How should we interpret the results?
Typical computer
analysis is not trusted for 24 hour ambulatory recordings (see
page 5 for a simple model of reflux and page 6 for a review
http://www.medeng.net/volume_9_4.pdf
). This is largely because the waves are complex and the
algorithms used are linear only detecting previously well
defined patterns. Small signals and ‘noise’ can
disrupt the analysis. Importantly anything not predefined is
not captured by the basic peak detection algorithms.
The data mining
approach
In our approach
a simple data mining technique is used. This described in the
following papers presentation.
http://www.medeng.net/IEE%20MASP.pdf
and http://www.medeng.net/York%202007.pdf
In summary all
possible events of interest are collected and then clustered
using a Kohonen self organising feature map. These clusters can
then be explored by the user.
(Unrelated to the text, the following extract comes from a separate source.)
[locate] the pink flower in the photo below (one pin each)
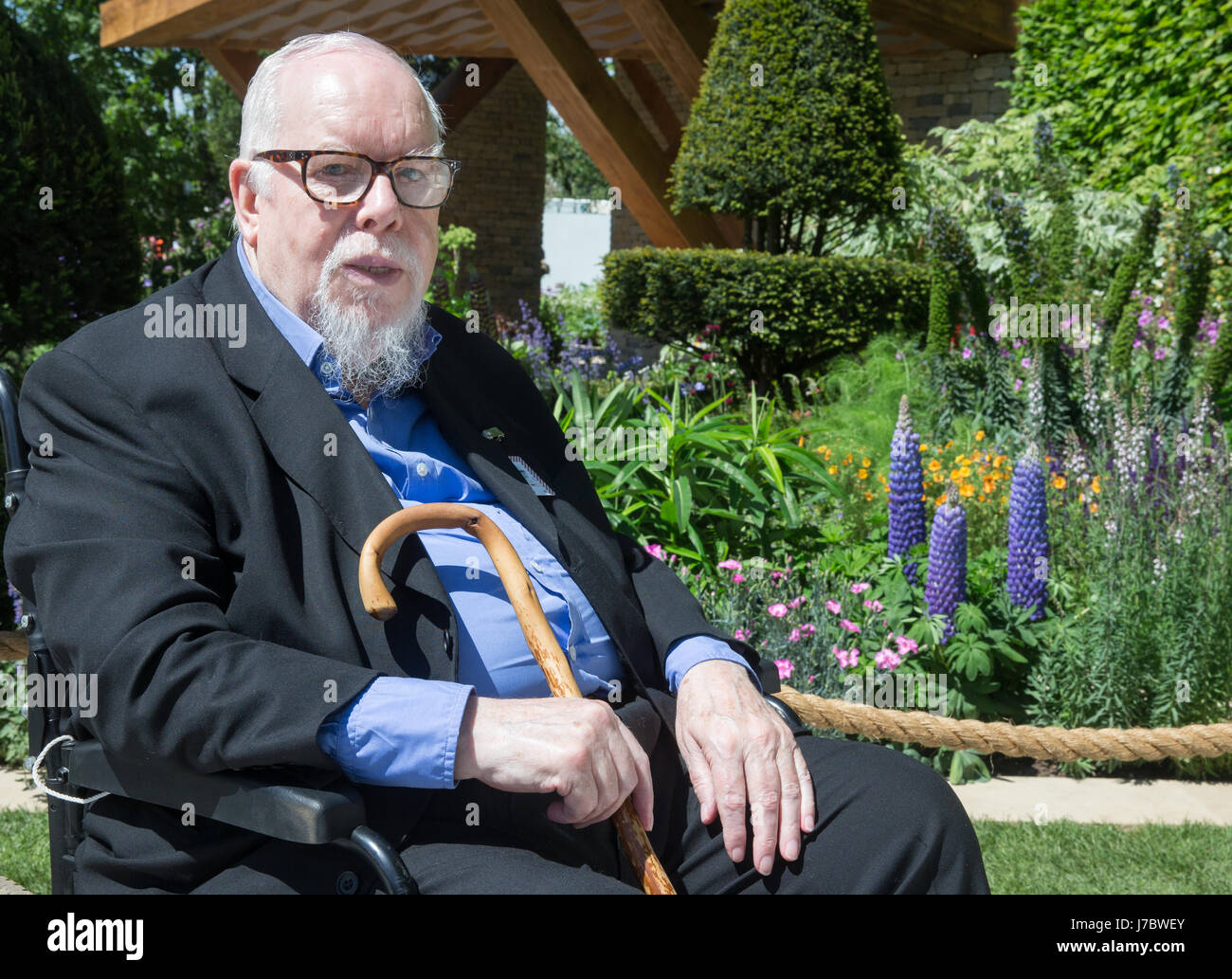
(887, 659)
In addition post cluster
classification can be carried out and results compared between
subjects or groups of subjects
Examples
The following
examples are copyright © K.R. Haylett 2008 and can only
published or used with the consent of the author.
Example
1: This
shows an example of analysing a 24 hour recording and the
clusters created. It
also shows
post cluster classification into primary, secondary and
non-peristaltic waveform classes.
Example
2:
This shows a
comparison between a series of controls and patients with
Barrett’s oesophagus using post cluster classification.
The
technique is MATLAB based and can be
carried out online via the internet. For further information
please contact me.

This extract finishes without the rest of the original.